Sin embargo, funcionó. Escocia, pese a haber sido la perdedora en el negocio político sellado tras la firma de ese tratado desigual, empezó a ver a lo largo del siglo XVIII y, sobre todo, del XIX, que la unión con Inglaterra resultaba de lo más conveniente al obtener, después de todo, libre entrada a un cada vez más vasto imperio colonial en el que colocar sus excedentes de población -fundamentalmente los generalmente despreciados highlanders, la mayoría pobres de solemnidad que no tenían ni para vestir con calzones- y la producción de la creciente industria radicada en las Midlands y las Downlands.
La archiconocida obra literaria de Robert Louis Stevenson, magnífico representante de la burguesía de las Tierras Bajas escocesas de finales del siglo XIX, es un perfecto resumen del ambivalente sentimiento escocés frente a la unión con Inglaterra.
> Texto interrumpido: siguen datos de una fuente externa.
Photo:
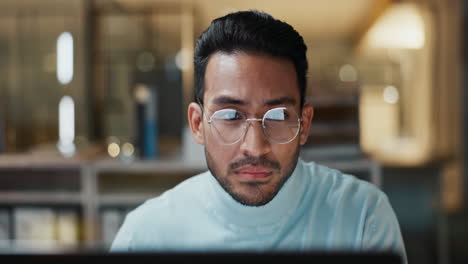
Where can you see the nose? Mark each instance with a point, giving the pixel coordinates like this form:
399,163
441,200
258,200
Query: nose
255,143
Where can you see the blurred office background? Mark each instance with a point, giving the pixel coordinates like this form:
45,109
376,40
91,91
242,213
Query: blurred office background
93,97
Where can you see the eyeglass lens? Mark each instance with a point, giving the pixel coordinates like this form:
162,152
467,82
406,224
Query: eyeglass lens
280,125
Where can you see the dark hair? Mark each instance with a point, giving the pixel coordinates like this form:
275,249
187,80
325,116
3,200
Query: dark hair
250,31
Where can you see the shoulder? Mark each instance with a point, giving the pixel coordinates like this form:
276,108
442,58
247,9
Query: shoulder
335,186
153,223
184,193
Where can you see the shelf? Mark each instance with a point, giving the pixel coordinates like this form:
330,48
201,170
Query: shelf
46,161
156,166
56,198
124,199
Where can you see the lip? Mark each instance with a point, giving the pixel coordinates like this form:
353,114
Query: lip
253,172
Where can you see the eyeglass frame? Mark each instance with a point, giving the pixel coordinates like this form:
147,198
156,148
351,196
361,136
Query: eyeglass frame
299,120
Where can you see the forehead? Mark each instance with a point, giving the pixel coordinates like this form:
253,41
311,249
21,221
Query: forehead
251,78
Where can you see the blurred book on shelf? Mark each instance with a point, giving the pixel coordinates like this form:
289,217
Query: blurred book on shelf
5,226
111,220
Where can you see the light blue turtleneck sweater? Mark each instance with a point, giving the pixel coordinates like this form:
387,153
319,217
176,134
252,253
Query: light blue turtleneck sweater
316,209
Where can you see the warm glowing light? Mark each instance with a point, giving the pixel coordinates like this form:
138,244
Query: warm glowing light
401,26
142,93
113,149
66,126
391,94
348,73
65,58
127,149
Por un lado hay novelas como “Secuestrado”, “Catriona” y, sobre todo, una verdadera obra maestra como “El señor de Ballantrae”, en la que se respira una leve nostalgia por lo que pudo ser y no fue tras la derrota del último levantamiento jacobita -el de 1745- que ha quedado archivado, erróneamente, en la memoria colectiva de cierto sentimiento independentista escocés como el momento en el que la independencia escocesa respecto a Londres se descalabra de modo más o menos definitivo.
Por otro la verdadera gran obra maestra de Stevenson, “La isla del tesoro”, es todo un canto a la Gran Bretaña felizmente unida que prospera haciéndose dueña de los mares y de todo lo que hay en ellos, barriendo los últimos vestigios de una Piratería que empieza a resultar más que molesta.
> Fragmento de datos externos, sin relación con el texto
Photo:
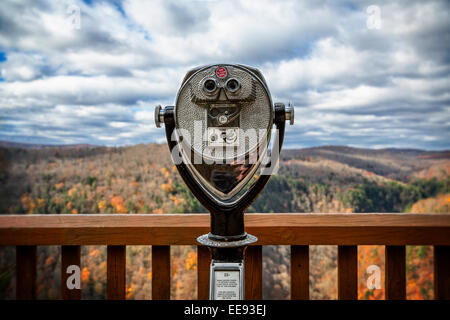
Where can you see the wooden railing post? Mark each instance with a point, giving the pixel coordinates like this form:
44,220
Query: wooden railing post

Ahora parece que ese débil equilibrio en el alma escocesa entre la nostalgia por la independencia de Londres y el balance económico altamente positivo del tratado de la Unión, tan bien representado en las novelas de Stevenson, se está inclinando en favor de la ruptura de ese tratado. Es difícil saber qué puede pasar a ese respecto y sí a partir de ahí Escocia entrará a formar parte de la Unión Europea como nuevo estado miembro a partir de 2014. El profesor Luis Moreno ya señalaba en “Escocia, nación y razón” que en esta historia de más de trescientos años, las autoridades inglesas han sido especialistas en, por así decir, marear la perdiz y, aprovechándose de la debilidad del sentimiento independentista escocés, incapaz de unirse, bloquear hasta sus demandas de perfil más bajo. Como la Devolution, reclamada, y obtenida, por otro referéndum celebrado en 1979 y que, en realidad sólo era una petición de descentralización. O como decimos por aquí, de autonomía.
En última instancia, como nos recuerda el profesor Moreno, el que desde 1707 es el único parlamento británico, el de Westminster, tiene en sus manos la baza definitiva: es el representante de la voluntad popular tanto de Escocia como de Inglaterra por medio del Acta de Unión de 1707 y por tanto puede invalidar cualquier demanda que contravenga ese tratado…
Ante un complejo panorama como éste, evidentemente, resulta poco prudente hacer castillos en el aire con proyectos que se inspiren en esa demanda de referéndum hecha por cierta parte de la opinión pública escocesa.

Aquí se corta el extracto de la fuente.